Abstract:

BACKGROUND: It is sufficient to reprogram somatic cells, through transduction of some core transcription factors, into pluripotent stem cells (iPS) that exhibit the essential characteristics of embryonic stem (ES) cells. At present, the complex mechanism is not yet fully understood.
OBJECTIVE: To study the protein interaction networks related to core transcription factors target genes in embryonic stem cells and to obtain regulatory mechanism controlled “stemness”.
METHODS: Non-redundant protein interaction data (NRPD) were obtained after removal of redundant data in BioGRID database. Protein interaction pairs, formed by the target genes, were extracted by perl program and the largest continuous protein interaction networks were obtained through searching NRPD using breadth-first search algorithm. At the same time, 1 000 random networks were analyzed and compared. At last, network visualization was analyzed through the Cytoscape software and network characteristics were explained using complex scale-free network model of Barabasi-Albert.

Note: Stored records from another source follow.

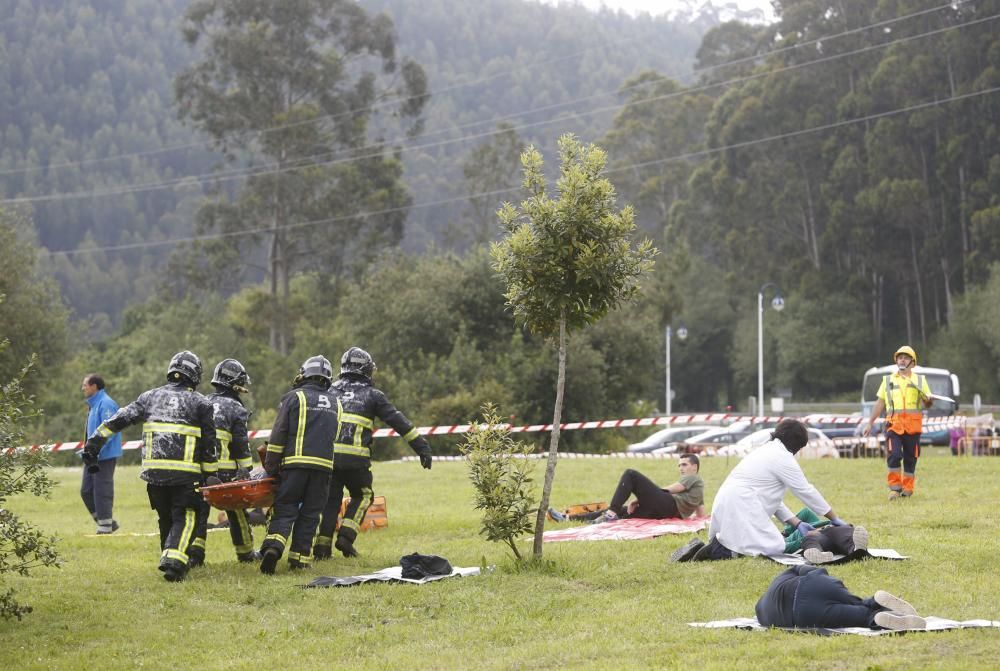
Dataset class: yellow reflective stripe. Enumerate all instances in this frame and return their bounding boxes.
[142,422,201,438]
[333,443,372,457]
[142,458,201,473]
[337,412,375,429]
[295,391,306,456]
[285,455,333,470]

RESULTS AND CONCLUSION: More protein interaction pairs and larger continuous protein network, statistically significant difference compared with random genes, were formed by core transcription factor target genes. The continuous protein network is scale-free characteristics of complex networks. This study has suggested that target genes may regulate synergistically “stemness” characteristics of embryonic stem cells through close interaction and forming a network module.